In my site bio, I wrote:
As a self-proclaimed “numbers guy,” I have always been fascinated by the way mathematics and statistics, if used properly, can thoroughly explain seemingly complex phenomena. Like the motion of the planets or the path of an ant, I truly believe football can be perfectly represented by numbers.
One formula that has always intrigued me is Pythagorean Win Expectation. Like many of the stats I use, it originated in baseball. When adapted to football, the formula predicts the number of wins a team “should” have given their points scored and allowed. Pythagorean Win Expectation is a far superior tool in forecasting a team’s future record than even their past record. This is because it takes “luck” out of the equation.
In football, the formula is PF^2.37/(PF^2.37 + PA^2.37). Why an exponent of 2.37? I’ll take the pragmatic stance and say “because it works.” There’s nothing “magical” about 2.37–it simply has been proven more effective at predicting future records than 2.00 or 2.50, that’s all.
When we calculate the 2010 Cowboys’ Pythagorean Win Expectation based on their points scored and yielded, we see that they “should have” had a win percentage of .440–equivalent to 7.04 wins. This isn’t significantly superior to the six wins they recorded, but it’s still interesting to know the team’s six total wins isn’t perfectly representative of how they played.
3. Rob Ryan’s innovative defensive schemes will dramatically alter the Cowboys’ defensive efficiency.
A few weeks ago, I detailed how Ryan’s schemes will affect the Cowboys’ defensive success in 2011. In that post, I was particularly interested in Ryan’s “Nickel” and “Psycho” fronts (below).
I love these concepts because they implement a defense’s premiere pass-rushers.
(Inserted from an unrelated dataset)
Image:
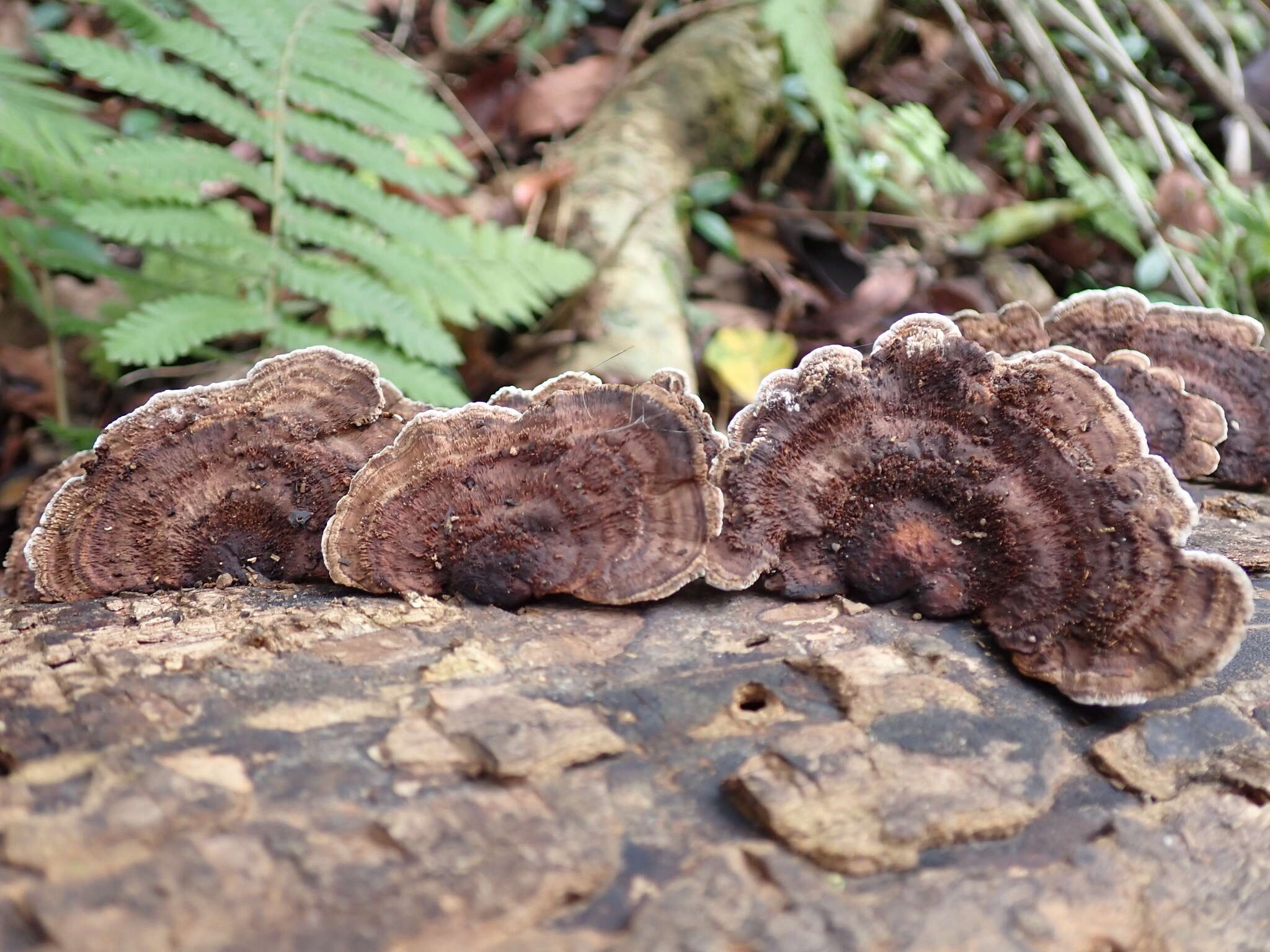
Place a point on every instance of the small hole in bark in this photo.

In a game that is creeping toward a 70 percent pass rate, these may very well be the alignments of the future.
In addition to unique alignments, Ryan figures to bring more zone blitzes to Dallas this season. This should allow the defense to apply more pressure without becoming extremely vulnerable in the secondary.
2. Tony Romo will be back and better than ever.
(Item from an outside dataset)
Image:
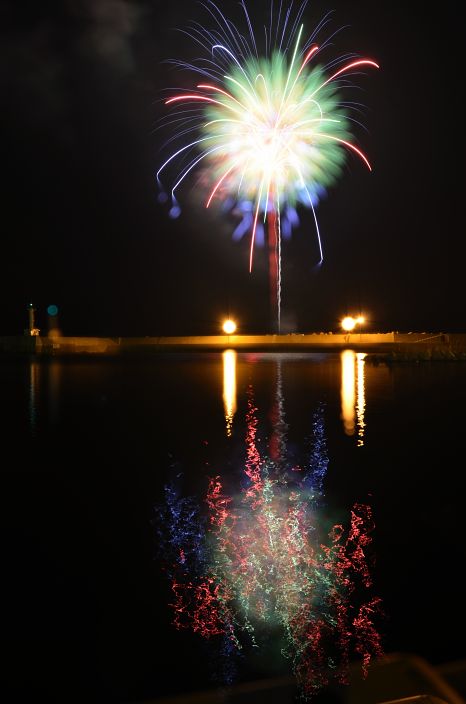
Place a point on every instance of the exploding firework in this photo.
(270, 131)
Despite “poor” play in 2010, the quarterback was still on pace for a career-high 69.5 percent completion percentage, and his 94.5 passer rating was right on par with his career average. That passer rating came in spite of a pedestrian 11:7 touchdown-to-interception ratio–one of the reasons I provided him with a “B” in my 2010 Quarterback Grades.
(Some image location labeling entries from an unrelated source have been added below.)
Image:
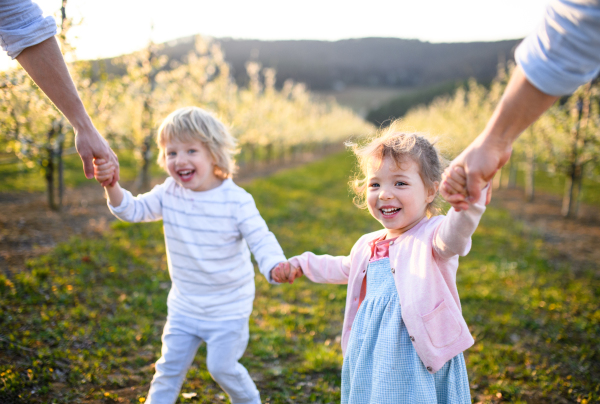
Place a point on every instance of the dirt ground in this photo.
(28, 228)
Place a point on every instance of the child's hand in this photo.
(104, 171)
(285, 272)
(454, 187)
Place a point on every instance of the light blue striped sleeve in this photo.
(564, 52)
(262, 242)
(142, 208)
(22, 24)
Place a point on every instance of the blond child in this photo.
(404, 332)
(209, 223)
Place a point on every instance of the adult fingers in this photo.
(115, 161)
(88, 165)
(453, 187)
(473, 186)
(488, 197)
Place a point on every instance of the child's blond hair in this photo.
(195, 124)
(396, 144)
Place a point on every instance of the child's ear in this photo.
(432, 191)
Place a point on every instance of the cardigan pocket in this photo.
(441, 326)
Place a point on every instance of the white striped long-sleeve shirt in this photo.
(207, 235)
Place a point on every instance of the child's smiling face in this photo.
(397, 196)
(191, 165)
To excel in 2011, Romo will have to improve in non-blitz situations. My recent study on Romo vs. the blitz suggested that he is a premiere quarterback in the face of pressure, but just average when teams sit back in coverage.
1. The pressure is off.
The Cowboys have played notoriously poor in high-pressure situations. Last year, they entered the season as the favorite to win the entire NFC and participate in a “home” Super Bowl. The pressure clearly got to them.
This season, expectations are low. The ‘Boys have plenty to prove. Are they simply a collection of talented football players, or are they an elite team? They should come out firing with their backs against the wall and nothing to lose.
Nonetheless, at some point, this team will need to learn to win when they are supposed to win. The underdog role will eventually wear off. Will the Cowboys fold under the pressure or finally live up to their potential? For the reasons I’ve listed above, I believe it will be the latter.